Techniques for Dissecting the Johnston-Ogston Effect

The development of the fluorescence detection system (Aviv-FDS) for the AUC allows a single fluorescently labeled species to be quantitatively characterized against a highly concentrated and heterogeneous background. During our use of the FDS to characterize ELP, a novel drug delivery vector (see Lyons et al., Biophys J 104:2009–2021, 2013), in serum, we encountered the Johnston-Ogston (J-O) effect. The J-O effect is a classical anomaly in sedimentation velocity theory and practice describing the nonideal sedimentation properties of a component as a function of high concentrations of other components. We examined the J-O effect using recent advances in AUC hardware, the AU-FDS (AVIV Biomedical), and data analysis methods, DCDT+ and SEDANAL global direct boundary fitting. We empirically quantified the self- and cross-sedimentation nonideality properties of ELP and the two most ubiquitous serum proteins, albumin (∼35–40 mg/ml) and γ-globulins (∼10–15 mg/ml). We have verified and measured the presence of cross-term hydrodynamic nonideality by running SV studies on a fluorescently labeled component (∼100 nM) in a titration experiment with high concentrations of unlabeled components.

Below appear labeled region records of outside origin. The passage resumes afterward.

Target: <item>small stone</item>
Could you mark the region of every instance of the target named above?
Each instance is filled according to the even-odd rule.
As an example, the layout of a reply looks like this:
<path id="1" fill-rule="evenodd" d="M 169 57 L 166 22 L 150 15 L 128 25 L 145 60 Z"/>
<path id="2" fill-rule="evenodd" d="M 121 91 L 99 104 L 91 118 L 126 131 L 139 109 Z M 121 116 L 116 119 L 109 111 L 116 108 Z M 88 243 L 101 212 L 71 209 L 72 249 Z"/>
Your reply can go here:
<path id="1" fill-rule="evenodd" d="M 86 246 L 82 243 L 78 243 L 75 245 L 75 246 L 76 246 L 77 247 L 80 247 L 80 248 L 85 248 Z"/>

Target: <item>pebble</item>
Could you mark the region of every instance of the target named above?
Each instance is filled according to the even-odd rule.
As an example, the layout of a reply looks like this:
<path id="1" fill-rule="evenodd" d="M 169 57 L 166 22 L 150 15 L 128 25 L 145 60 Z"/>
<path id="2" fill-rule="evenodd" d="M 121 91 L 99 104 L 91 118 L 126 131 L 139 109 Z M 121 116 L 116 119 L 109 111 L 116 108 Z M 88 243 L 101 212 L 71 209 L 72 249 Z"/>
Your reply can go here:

This has been accounted for through the introduction of a 3 × 3 nonideality matrix of Ks values into SEDANAL. ELP experiments with mixtures of albumin and γ-globulins were also performed in an attempt to recapitulate the J-O behavior of a serum solution. Clearly, other components or effects contribute to the serum J-O effect. Additional experiments with lipids, lipidated serum albumin, and PEG solutions are planned. These studies lay the groundwork for bringing quantitative hydrodynamic analyses into crowded environments and will allow measurement of hydrodynamic and equilibrium macromolecular properties in a physiological state.